THE IDEA: RELIABLE DEEP-SPACE COMMUNICATIONS FOR FUTURE MERCURY SPACECRAFT
BepiColombo is a joint mission of the European Space Agency (ESA) and the Japanese Aerospace Exploration Agency (JAXA). The aim of the mission is to send two orbiters to Mercury in order to study its atmosphere, composition and magnetic field to help understand how the planet was formed, as well as to verify some key predictions of general relativity.
Airbus Defence and Space (Airbus DS) is the prime contractor for the ESA elements of the mission, including the Mercury Planetary Orbiter (MPO).
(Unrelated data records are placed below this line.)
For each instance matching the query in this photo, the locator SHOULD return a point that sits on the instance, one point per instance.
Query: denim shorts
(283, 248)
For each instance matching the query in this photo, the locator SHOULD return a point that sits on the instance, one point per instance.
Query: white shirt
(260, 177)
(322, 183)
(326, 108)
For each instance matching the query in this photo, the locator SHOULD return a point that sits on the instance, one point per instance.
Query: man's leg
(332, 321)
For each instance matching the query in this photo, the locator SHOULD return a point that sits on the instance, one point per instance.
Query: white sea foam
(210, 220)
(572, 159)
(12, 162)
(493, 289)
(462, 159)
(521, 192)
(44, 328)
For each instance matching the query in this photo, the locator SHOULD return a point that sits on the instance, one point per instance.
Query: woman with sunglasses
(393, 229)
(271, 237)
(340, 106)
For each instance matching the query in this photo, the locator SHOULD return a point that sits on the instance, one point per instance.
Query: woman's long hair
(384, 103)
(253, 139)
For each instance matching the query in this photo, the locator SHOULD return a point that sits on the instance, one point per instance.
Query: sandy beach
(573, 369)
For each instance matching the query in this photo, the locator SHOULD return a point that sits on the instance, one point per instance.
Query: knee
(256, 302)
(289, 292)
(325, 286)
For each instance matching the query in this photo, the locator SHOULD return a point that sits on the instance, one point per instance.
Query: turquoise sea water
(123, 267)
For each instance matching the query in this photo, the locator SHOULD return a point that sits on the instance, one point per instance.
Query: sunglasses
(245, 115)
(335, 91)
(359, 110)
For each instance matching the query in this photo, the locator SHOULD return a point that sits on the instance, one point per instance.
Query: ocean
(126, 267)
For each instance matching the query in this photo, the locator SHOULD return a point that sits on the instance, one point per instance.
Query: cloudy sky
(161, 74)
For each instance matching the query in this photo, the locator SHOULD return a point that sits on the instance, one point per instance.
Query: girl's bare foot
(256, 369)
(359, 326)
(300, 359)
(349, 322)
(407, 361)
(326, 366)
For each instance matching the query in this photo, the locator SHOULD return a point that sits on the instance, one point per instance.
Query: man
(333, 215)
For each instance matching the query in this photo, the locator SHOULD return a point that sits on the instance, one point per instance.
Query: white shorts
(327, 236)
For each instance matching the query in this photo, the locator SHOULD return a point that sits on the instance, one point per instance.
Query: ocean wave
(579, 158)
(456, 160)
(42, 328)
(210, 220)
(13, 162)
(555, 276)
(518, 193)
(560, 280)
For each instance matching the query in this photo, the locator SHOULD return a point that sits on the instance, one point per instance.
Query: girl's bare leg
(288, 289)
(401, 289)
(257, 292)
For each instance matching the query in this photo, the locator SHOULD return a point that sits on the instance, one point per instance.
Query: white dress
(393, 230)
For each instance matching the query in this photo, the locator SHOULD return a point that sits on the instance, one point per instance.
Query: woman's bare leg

The MPO includes multiple antenna systems – some of which are moveable – for telemetry, tracking and control (TTC) and scientific purposes, mounted on a single satellite bus, along with solar panels and instruments which can obstruct the antennas themselves (Figure 1). In order to ensure that the MPO functions as expected when it reaches Mercury’s orbit, Airbus DS has to investigate any possible issues that could affect antenna performance across all of the spacecraft’s different configurations....
Figure 1 Antennas and major scatterers on the Mercury Planetary Orbiter. The low-gain antennas are represented as field sources (red symbols).
THE CHALLENGE: ASSESSING INSTALLED PERFORMANCE AND EMC ON A LARGE, COMPLEX STRUCTURE
The TTC antennas on the MPO will operate in the deep-space X-Band, with a downlink frequency of around 8.43 GHz. At this frequency, the wavelength of the radiation is just 36 mm, while the spacecraft itself measures 2.4 m x 2.2 m x 1.7 m – not including the solar panels. In the Ka-Band, used for science data transmission at around 32 GHz, wavelengths are even shorter, being below 10 mm. Such electrically large simulations can be very demanding in terms of computing resources. While efficient ray tracing techniques are available, these didn’t offer the accuracy required for the application, since the surface currents on the spacecraft were of interest. Instead, Airbus DS looked for a high-performance full-wave 3D solver, and turned to CST Studio Suite®.
Using the integral equation solver, based on the multi-level fast multipole method (MLFMM), they were able to simulate fields around the entire spacecraft and calculate both the farfield radiation patterns and the fields on the surface of the spacecraft. Using the farfield patterns, they verified the antenna performance, taking into account blocking by structural parts (Figure 2), while using the nearfield results they investigated worst case EMC scenarios and calculated the maximum field values around susceptible components.
Figure 2 Radiation pattern for (top) low-gain antenna 1 and (bottom) both low-gain antennas combined, with the high-gain antenna (HGA) partially shadowing the antenna.
THE RESULT: AN EFFICIENT AND ROBUST SPACECRAFT ANTENNA SYSTEM
By using simulation in their development process, Airbus DS were able to identify potential EMC, coexistence and antenna accommodation issues for further analysis and test. The simulation results were used to prove the robustness of the chosen spacecraft design and antenna placement with respect to the customer requirements. With such a thorough simulation of the behavior of the antenna systems, Airbus DS and their customer ESA can have confidence in the performance of the spacecraft.
Figure 3 The fully assembled BepiColombo spacecraft. The MPO is the central element with the gold colored radiator. (Copyright Airbus DS GmbH 2012).
With the help of CST STUDIO SUITE and the implemented high-performance solver techniques, we were able to verify the RF communications requirements and to establish reasonable EMC requirements for the various units and instruments on the spacecraft.